How to properly insert an oropharyngeal airway? 1
2. Classification of methods for inserting oropharyngeal airways
- Direct placement method: The curved end of the airway tube is guided along the surface of the tongue to the upper pharynx, separating the base of the tongue from the posterior wall of the oropharynx. Laryngoscopy can also be used to assist in the insertion.
- Reverse insertion method: Gently insert the oropharyngeal airway into the mouth with the concave side facing upwards, pressing against the tongue. When the tip approaches the posterior pharyngeal wall (having passed the uvula), rotate it 180° so that the concave side faces downwards, and position the tip behind the base of the tongue. Although this method is more difficult to perform, it is more reliable in opening the airway and improving ventilation.

3.Methods for securing an oropharyngeal airway
After successful intubation, the flange of the oropharyngeal airway must be secured to prevent it from slipping into the pharynx or accidentally entering the trachea.
-Traditional method: The oropharyngeal airway is fixed to the patient's upper and lower incisors with two pieces of adhesive tape secured to both cheeks. Disadvantages: The adhesive tape loses its stickiness when wet and is prone to detachment, potentially causing skin allergies or ulceration.

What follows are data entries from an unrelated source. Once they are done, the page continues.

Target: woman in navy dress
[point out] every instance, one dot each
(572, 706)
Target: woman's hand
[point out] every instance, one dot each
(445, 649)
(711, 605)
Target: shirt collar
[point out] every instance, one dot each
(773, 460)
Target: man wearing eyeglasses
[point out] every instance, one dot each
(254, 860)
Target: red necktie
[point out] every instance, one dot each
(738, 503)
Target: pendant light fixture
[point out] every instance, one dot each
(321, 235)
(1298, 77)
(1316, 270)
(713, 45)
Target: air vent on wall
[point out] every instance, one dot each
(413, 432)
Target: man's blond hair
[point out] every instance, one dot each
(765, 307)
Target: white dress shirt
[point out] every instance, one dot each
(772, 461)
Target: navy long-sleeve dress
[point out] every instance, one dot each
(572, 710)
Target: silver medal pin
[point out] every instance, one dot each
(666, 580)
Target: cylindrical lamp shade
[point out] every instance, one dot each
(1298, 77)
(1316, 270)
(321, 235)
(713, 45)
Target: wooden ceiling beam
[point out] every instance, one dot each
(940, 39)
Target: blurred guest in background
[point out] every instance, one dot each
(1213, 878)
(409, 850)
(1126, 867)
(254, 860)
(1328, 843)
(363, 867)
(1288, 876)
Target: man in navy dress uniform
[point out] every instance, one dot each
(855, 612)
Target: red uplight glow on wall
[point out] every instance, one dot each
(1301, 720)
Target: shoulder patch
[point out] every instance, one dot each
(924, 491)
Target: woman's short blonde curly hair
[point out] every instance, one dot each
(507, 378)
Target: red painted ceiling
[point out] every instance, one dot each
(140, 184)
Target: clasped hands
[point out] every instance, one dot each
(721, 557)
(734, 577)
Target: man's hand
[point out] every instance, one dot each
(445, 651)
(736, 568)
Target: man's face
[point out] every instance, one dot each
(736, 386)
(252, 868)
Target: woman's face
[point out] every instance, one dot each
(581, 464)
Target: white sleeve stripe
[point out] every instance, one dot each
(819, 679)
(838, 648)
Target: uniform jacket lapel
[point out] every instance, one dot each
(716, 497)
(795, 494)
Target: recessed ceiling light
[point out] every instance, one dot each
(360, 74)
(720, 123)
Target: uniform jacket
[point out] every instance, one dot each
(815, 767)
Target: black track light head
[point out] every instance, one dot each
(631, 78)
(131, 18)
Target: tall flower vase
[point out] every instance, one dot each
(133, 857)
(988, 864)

-Improved method: Before intubation, small holes can be made on both sides of the airway flange. A bandage is then threaded through these holes and secured around the back of the neck. This method overcomes the drawbacks of traditional adhesive tape fixation, which is prone to detachment due to moisture, and is more suitable for patients with adhesive tape allergies.
-Common complications: Uvula injury, incisor fracture, pharyngeal bleeding, stress reaction, suffocation, restlessness.

4.Nursing points:
● Maintain a clear airway
Perform timely suctioning to clear the airway and prevent aspiration or even suffocation. Ensure high-flow oxygen is administered before and after suctioning. The suctioning procedure should be gentle to avoid vigorous coughing that could dislodge the oropharyngeal airway.
● Strengthening airway humidification
Covering the outer opening of the oropharyngeal airway with a layer of saline-soaked gauze can humidify the airway and prevent the inhalation of foreign objects and dust. In comatose patients, the oropharyngeal airway can be continuously placed in the oral cavity, but its position should be repositioned every 2-3 hours, and the oral cavity and oropharyngeal tube should be cleaned every 4-6 hours to prevent mucus plugs from blocking the airway.
● Monitoring vital signs
Closely observe changes in the patient's condition, record them regularly, and prepare all necessary rescue equipment and instruments. If the patient's respiratory rate and oxygen saturation progressively decrease or even lead to respiratory arrest after intubation, cooperate with the doctor to carry out relevant rescue procedures.
● Provide proper psychological care.
Before and after inserting the oropharyngeal airway, explain its necessity, function, and possible discomforts to the patient and their family. Conscious patients usually experience significant discomfort when the airway is inserted; therefore, patient explanation and reassurance are crucial to gain their cooperation.